Het is vier uur, dus George (Bas Hoeflaak) leest zijn boekje. Goed, normaal doet hij dat om vier uur ’s middags, maar om vier uur ’s nachts moet het ook maar eens kunnen.
De aanblik van George en zijn boekje op de luie fauteuil zou haast gemoedelijk zijn, ware het niet dat zijn vrouw Martha (Sanne Wallis de Vries) op de bank naast hem demonstratief over zijn twintig jaar jongere collega Nick (Alex Ploeg) heen aan het kronkelen is. Haar blauwe pumps liggen op de vloer, naast halflege glazen whisky en cognac, een meter of twee verwijderd van de naaldhakken van Nicks echtgenote: Honey (Claire Bender). Die ligt ondertussen knock-out op Nick en Martha’s badkamervloer. Het laatste cognacje was er eentje te veel.
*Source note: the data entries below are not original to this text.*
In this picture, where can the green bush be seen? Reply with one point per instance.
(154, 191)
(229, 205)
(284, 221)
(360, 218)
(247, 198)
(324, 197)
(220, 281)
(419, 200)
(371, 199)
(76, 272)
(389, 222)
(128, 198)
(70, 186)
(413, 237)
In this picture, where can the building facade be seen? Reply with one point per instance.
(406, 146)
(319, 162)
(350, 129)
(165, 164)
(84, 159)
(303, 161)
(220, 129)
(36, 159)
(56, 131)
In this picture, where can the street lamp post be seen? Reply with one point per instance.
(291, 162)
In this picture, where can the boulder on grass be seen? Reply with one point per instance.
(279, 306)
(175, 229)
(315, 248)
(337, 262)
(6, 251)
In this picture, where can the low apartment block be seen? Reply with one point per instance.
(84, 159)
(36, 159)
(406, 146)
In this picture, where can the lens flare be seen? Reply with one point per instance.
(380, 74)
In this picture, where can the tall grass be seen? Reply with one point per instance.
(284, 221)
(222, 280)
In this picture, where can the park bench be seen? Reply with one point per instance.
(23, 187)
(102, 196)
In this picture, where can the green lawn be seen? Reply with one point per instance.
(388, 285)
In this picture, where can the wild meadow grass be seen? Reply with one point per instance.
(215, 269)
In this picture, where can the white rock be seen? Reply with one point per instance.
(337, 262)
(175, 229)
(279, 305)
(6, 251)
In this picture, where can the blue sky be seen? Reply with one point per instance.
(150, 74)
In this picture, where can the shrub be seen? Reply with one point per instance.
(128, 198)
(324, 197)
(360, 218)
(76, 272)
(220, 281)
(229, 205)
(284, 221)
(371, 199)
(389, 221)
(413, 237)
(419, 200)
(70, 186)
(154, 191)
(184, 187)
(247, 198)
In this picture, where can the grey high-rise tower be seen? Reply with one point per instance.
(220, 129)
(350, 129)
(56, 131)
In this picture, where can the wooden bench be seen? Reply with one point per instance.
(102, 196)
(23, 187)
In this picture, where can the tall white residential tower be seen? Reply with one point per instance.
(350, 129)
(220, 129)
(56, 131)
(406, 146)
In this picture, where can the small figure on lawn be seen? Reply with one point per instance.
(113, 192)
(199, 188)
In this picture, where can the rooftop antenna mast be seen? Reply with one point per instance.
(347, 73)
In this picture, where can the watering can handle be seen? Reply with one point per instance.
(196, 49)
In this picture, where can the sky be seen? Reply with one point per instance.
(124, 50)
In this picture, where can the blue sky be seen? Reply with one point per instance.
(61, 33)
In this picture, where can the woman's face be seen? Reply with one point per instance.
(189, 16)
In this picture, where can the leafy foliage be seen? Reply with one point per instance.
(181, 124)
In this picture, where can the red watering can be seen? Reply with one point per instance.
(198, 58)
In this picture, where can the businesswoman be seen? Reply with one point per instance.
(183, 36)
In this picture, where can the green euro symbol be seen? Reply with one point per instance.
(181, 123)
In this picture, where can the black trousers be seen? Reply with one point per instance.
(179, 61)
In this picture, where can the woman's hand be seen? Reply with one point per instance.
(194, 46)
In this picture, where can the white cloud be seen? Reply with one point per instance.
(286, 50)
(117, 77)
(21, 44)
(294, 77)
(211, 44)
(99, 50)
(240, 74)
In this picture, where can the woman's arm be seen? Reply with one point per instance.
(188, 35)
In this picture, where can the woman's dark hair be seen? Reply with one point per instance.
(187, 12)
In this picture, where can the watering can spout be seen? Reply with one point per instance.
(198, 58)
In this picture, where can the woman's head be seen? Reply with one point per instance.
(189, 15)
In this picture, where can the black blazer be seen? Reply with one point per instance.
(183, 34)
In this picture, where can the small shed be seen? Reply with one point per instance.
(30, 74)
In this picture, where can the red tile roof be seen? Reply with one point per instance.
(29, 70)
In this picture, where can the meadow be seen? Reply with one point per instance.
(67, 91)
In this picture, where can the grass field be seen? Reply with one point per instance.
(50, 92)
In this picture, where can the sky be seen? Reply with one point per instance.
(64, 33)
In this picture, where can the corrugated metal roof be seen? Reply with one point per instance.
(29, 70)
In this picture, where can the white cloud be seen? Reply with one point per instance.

„Wij vermaken ons wel”, roept Martha naar haar man. Ze zit nu bij haar jonge gast op schoot, zijn handen gewillig om haar middel geslagen. „Ik wil gewoon dit hoofdstuk uitlezen”, zegt George. Hij kijkt niet op van zijn boek als Martha verkondigt: „Ik ga de keuken in en ik néém die jongeman.” En ook niet als zijn vrouw vervolgens daadwerkelijk de keuken ingaat om, nu ja, die jongeman te nemen. Want het is vier uur. En dan leest George zijn boekje.
Verontrustende stand-up
Gelukkige huwelijken bestaan niet in Wie is er bang voor Virginia Woolf?. In Edward Albees toneelstuk uit 1962 speelt een echtpaar van middelbare leeftijd een nacht lang naargeestige spelletjes met hun gasten, ter afleiding van de naargeestige spelletjes die ze al jarenlang met elkaar spelen. Dat loopt voor niemand goed af – ook niet voor de ideale zoon die de kinderloze Martha en George voor zichzelf hebben verzonnen.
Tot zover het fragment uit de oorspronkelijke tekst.